Being cut out of the notebook supply arrangements surely would have intensified the urgency at Acer to find something to fill the revenue hole.
Personally, I don't for a minute doubt the rectitude of IBM or Acer in either of these deals, but I do recognise the desperation of vendors to win them in this current climate. It's not every day tenders of this magnitude come up, and when they do, the flow-on benefits to ongoing business are enticing.
I also feel government authorities should be engaging the local industry. Australia's white-box assemblers have repeatedly proven they can match it with the biggest global suppliers on performance, reliability, service and quality control. By some standards, they in fact exceed the brand names in these areas.
The only area where the local industry can't play the game as well is in sales and marketing.
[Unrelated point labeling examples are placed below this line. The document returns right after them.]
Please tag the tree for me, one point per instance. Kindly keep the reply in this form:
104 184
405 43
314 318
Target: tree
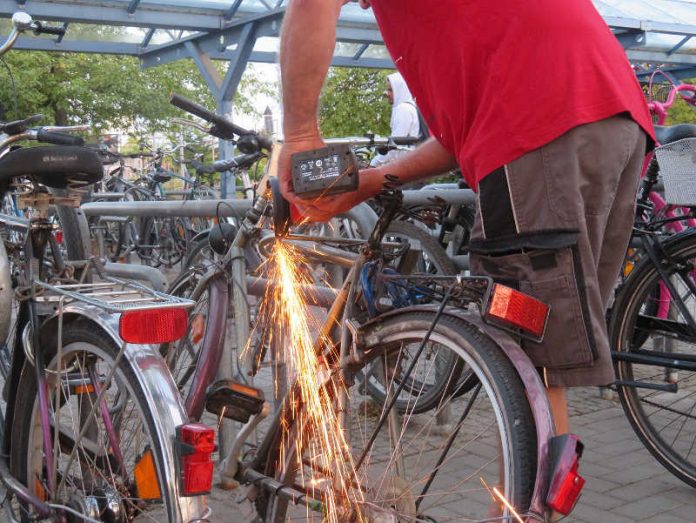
105 91
353 102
The big international vendors have vast resources and a bevy of smooth-talking flesh-pressers who are experienced in closing the big deals. They have the ability to rapidly react to customer negotiations, they have the wherewithal to make things happen when required and they have the movers and shakers that can be called in during a crisis.
Anyway you look at it, it was a good Thanksgiving for IBM and a happy Chinese New Year for Acer. They are paying homage to the deities while the local industry goes back to the school of hard knocks for a few more lessons in the realities of globalisation.